The focus on leadership as the solution for improving public services continues to dominate reform. And aligned to this is the whole concept of ‘consultocracy’, a term first coined by Hood and Jackson to underline the growing influence of consultants in the public management process.
This has a long history but seemed to intensify under new Labour, and nowhere more so than in education. For instance a particularly good example of consultocracy at work was the National College for School Leadership (NCSL) which was established as a non-departmental public body which aimed to revolutionise the skillset of our headteachers and school leaders and so, in theory, help drive up school standards.
The NCSL would, in time, produce an array of data that claimed that churning out so-called ‘super-heads’ was making a real difference to school performance. However the data was extremely questionable at best, with subsequent research showing that such an emphasis on super-heads overlooked the fact that it was the performance of a whole school team that really mattered.
Little surprise that the NCSL was just one of many quangos to be reformed under the present government. In 2012 it became an executive agency of the Department of Education and last year merged with the Teaching Agency to become the National College for Teaching and Leadership.
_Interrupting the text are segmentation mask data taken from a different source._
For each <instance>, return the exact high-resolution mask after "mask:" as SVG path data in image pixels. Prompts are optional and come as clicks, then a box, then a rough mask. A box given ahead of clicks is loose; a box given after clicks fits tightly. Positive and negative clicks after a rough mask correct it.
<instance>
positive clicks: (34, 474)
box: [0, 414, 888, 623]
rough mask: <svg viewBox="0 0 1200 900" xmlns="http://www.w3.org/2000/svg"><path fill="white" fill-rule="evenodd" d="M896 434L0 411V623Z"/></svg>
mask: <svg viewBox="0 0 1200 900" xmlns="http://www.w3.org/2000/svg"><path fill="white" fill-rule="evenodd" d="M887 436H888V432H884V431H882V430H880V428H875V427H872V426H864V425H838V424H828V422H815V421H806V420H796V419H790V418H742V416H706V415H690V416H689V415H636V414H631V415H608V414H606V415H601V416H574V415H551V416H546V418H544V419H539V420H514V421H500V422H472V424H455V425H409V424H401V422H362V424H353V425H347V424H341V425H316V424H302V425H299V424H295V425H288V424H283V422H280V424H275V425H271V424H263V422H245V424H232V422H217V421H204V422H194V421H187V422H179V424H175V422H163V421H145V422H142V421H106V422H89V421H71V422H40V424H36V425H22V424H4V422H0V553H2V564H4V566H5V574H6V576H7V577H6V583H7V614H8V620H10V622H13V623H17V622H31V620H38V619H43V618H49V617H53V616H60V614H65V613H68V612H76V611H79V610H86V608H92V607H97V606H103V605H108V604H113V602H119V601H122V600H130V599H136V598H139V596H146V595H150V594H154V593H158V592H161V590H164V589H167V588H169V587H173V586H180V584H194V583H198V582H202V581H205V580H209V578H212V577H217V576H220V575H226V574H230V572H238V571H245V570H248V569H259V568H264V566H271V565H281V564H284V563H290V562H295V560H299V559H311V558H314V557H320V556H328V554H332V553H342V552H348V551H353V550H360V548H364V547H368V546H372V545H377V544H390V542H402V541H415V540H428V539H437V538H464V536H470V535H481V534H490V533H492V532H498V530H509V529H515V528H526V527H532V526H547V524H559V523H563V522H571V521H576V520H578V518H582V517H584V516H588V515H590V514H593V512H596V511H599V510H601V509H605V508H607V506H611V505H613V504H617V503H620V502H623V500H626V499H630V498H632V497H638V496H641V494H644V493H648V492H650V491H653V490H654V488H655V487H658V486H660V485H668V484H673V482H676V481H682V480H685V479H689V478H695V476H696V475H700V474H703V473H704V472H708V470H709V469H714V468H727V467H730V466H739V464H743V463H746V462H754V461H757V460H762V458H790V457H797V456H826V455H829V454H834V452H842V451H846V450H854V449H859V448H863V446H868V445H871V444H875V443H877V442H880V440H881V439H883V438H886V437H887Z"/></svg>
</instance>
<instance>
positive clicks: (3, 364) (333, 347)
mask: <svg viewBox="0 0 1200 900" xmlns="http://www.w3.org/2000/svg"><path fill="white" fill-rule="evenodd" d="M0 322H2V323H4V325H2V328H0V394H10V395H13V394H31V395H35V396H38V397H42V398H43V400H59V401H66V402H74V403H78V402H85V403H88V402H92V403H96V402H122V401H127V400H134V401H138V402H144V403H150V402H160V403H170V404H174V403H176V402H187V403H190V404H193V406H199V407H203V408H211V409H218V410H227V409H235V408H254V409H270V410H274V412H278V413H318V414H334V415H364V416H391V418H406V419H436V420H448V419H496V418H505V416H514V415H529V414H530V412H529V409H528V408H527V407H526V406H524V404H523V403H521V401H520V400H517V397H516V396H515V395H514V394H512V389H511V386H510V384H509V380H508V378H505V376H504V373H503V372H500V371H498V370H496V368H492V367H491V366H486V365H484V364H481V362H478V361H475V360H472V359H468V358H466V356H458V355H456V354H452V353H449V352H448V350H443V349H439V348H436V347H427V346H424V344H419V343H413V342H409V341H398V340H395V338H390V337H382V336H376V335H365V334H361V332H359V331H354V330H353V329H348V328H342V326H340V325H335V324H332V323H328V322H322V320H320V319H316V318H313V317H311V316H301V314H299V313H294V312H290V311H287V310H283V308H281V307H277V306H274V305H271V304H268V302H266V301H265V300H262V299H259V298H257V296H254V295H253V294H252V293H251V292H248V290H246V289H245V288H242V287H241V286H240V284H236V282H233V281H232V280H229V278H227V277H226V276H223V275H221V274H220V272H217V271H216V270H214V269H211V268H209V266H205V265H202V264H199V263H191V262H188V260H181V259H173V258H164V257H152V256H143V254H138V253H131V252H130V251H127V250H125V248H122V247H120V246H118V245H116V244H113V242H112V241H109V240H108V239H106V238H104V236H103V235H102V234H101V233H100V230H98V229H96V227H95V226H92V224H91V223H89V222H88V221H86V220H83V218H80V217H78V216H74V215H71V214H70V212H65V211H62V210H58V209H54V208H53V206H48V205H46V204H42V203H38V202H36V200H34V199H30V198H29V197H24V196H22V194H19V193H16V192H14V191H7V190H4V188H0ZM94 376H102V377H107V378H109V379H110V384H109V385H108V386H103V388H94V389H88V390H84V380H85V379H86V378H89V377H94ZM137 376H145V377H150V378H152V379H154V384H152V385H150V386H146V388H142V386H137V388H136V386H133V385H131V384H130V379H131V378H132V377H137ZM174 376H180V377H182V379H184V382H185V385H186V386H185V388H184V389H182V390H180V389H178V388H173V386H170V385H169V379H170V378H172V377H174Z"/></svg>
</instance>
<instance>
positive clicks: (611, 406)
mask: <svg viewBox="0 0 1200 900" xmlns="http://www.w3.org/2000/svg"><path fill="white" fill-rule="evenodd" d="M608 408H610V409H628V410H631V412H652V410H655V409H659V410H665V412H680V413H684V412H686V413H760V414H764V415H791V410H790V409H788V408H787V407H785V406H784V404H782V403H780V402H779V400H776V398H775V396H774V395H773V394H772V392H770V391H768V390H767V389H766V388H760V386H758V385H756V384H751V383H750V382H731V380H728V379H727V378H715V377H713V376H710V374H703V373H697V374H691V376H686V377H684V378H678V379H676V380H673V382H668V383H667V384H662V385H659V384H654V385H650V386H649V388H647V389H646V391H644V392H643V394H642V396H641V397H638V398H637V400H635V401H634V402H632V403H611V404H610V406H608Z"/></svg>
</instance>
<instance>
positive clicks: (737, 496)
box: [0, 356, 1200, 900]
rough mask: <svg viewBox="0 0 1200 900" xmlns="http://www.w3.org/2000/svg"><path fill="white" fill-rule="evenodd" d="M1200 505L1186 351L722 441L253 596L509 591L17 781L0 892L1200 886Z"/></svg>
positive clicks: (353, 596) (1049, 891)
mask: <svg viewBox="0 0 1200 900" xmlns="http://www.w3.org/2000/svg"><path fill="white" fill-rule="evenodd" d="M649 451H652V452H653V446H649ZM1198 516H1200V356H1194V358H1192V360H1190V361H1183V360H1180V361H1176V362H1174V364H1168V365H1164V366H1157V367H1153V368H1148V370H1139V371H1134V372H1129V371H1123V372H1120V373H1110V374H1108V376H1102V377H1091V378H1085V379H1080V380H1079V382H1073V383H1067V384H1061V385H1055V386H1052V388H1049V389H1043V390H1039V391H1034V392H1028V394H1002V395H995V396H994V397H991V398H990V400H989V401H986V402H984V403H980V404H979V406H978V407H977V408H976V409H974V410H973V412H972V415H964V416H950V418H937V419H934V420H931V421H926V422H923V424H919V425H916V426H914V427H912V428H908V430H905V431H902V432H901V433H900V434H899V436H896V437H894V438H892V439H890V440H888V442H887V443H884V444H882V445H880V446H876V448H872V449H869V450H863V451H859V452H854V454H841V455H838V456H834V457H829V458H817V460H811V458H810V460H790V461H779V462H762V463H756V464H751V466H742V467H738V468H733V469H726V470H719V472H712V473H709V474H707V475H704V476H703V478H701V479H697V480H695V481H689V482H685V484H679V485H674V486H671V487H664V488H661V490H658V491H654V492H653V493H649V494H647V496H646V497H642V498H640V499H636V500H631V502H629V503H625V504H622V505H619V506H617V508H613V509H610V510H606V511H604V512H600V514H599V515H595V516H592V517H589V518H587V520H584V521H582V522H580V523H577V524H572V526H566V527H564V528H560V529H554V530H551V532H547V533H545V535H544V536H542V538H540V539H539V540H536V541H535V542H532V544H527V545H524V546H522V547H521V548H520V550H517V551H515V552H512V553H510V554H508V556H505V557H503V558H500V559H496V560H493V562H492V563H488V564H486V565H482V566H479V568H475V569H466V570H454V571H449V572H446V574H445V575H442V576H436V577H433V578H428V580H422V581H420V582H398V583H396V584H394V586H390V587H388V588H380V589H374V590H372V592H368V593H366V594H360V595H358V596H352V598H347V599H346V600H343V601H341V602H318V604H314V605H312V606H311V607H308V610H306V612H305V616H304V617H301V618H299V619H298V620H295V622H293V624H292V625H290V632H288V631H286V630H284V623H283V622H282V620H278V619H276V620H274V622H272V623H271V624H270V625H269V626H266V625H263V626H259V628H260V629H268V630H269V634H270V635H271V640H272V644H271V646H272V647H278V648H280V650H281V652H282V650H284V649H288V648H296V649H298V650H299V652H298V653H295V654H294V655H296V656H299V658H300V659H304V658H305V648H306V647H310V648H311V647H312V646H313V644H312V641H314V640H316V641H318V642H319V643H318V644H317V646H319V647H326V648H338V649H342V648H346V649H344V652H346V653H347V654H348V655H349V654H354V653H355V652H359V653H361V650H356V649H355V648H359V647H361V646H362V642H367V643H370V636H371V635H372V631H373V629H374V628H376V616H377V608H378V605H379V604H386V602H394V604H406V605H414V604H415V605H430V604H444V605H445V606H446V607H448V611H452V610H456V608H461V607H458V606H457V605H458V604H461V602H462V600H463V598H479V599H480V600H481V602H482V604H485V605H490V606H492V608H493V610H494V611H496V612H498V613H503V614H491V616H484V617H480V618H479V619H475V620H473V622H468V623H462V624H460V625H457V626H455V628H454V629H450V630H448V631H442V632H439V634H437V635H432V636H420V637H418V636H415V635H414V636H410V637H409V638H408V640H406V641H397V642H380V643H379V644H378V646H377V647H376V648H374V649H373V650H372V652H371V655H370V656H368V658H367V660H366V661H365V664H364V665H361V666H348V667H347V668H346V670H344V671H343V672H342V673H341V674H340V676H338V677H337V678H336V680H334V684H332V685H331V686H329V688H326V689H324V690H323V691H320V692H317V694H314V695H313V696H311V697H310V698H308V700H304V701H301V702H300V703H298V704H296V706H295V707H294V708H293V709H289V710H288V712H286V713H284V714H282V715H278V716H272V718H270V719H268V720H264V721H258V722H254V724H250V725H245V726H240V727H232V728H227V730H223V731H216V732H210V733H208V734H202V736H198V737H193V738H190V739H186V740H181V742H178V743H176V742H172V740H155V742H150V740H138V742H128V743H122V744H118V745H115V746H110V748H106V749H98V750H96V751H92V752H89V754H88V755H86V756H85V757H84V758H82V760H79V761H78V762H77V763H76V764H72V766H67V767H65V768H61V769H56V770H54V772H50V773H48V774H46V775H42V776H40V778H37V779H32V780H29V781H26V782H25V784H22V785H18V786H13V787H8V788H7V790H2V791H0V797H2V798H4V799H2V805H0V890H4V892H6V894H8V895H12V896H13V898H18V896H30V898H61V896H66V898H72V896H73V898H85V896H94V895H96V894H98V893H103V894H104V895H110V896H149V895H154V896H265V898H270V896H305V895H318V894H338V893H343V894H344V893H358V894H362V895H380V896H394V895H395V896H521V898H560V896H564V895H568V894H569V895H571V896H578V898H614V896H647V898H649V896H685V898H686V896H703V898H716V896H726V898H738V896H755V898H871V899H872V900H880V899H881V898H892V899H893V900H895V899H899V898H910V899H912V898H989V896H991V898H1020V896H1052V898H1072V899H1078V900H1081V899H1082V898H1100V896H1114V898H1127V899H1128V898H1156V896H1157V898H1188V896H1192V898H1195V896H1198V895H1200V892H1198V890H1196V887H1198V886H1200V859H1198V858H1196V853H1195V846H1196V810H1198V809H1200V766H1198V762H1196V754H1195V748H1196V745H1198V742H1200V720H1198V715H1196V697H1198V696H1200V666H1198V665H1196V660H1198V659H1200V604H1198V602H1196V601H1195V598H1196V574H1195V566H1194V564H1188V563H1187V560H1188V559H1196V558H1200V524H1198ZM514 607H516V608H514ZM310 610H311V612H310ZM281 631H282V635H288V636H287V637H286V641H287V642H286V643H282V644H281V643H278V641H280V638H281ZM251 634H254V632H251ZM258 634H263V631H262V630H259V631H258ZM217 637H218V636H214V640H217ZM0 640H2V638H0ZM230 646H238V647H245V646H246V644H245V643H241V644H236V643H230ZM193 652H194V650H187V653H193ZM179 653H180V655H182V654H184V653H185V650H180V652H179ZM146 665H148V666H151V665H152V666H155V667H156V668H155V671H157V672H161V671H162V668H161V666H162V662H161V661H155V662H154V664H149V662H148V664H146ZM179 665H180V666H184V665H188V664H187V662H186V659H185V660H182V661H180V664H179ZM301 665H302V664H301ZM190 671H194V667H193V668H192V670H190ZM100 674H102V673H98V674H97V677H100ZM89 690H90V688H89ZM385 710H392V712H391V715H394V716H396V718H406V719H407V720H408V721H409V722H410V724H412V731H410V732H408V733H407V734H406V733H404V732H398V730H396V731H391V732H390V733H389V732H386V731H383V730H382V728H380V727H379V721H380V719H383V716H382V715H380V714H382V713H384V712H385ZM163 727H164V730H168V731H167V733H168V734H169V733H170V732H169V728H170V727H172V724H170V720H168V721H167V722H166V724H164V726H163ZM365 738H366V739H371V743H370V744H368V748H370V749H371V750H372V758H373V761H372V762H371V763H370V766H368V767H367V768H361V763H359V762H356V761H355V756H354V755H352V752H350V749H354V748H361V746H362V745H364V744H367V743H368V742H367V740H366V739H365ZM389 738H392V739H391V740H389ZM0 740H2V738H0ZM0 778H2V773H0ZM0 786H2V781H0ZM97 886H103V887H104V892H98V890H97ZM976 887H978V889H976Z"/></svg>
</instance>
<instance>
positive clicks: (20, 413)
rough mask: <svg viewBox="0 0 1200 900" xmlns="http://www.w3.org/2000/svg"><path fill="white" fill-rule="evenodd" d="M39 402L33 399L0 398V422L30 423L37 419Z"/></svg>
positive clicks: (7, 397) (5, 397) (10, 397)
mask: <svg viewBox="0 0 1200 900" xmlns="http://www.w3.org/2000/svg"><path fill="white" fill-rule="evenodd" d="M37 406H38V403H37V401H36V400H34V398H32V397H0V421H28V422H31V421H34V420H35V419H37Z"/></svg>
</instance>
Staying with education, examples abound of people and companies that were brought into the last Labour government to advise and deliver on the development of leaders, leading and leadership.
The list includes Pat Collarbone, a former headteacher and Director of the London Leadership Centre; Tony MacKay from the Melbourne-based Centre for Strategic Education; and Sir Michael Barber who served as chief advisor to the Education Secretary on school standards during Tony Blair’s first term. All three became influential educational voices who were powerful in government and who illuminated the swapping over of roles between private and public.
But does it matter that consultants have such power? Does it undermine the whole political process and particularly the role of the civil service? And how can such individuals establish such legitimacy?
My recent work with David Hall, Colin Mills and Joanna Bragg, funded by the British Academy, has been seeking to address some of these probing questions and to investigate further the extent to which consultants still play a role in the creation of public policy.
What we discovered is that today there are still a whole raft of people with different backgrounds working as consultants, with the numbers if anything on the rise. Rather ironically, many of these consultants used to be employed by local authorities and have since set themselves up as private consultants after being made redundant as part of the rolling back of the state and outsourcing of public services.
At the heart of this debate is knowledge. What knowledge do people in government draw on – and why? If you’re sitting in Whitehall, then just whose books and articles do you read? Who do you invite in for a coffee and chat? Where do you turn to for support? Whose ideas do you trust and find convincing?
Some argue that the whole job of government is to make things legible and understandable for the electorate, and this is where consultants have an invaluable role to play in terms of enabling the simplification of difficult concepts. Consultants can package and repackage ideas, strategies and language as recommendations for good practice. They can act as important conduits between the public and private sectors as they understand how both sides work.
Likewise some will say that ultimately how public services are delivered is of secondary importance to the actual standard of service. If the standard is higher because of what consultants bring to the party, then that it is ultimately for the benefit of the taxpayer. However the taxpayer cannot hold consultants to account. They cannot use the ballot box to impact on or curtail their influence.
Next time you listen to a minister speak about education ask yourself: where is their research evidence? Who has provided this for them? In whose interests is the plan for? And, where are the silences? Such silences can be very loud.
The reverse side of the consultancy coin is the denunciation of researchers and of those professionals who have knowledge which interrupts and suggests alternative ways in which reform might develop.
If you take education, researchers may ‘problem pose’ rather than sell and tell neat and tidy solutions. We tend to point out that any strategy for improving standards needs to be linked to the wider social, economic, cultural and political context in which learners and schools are located within.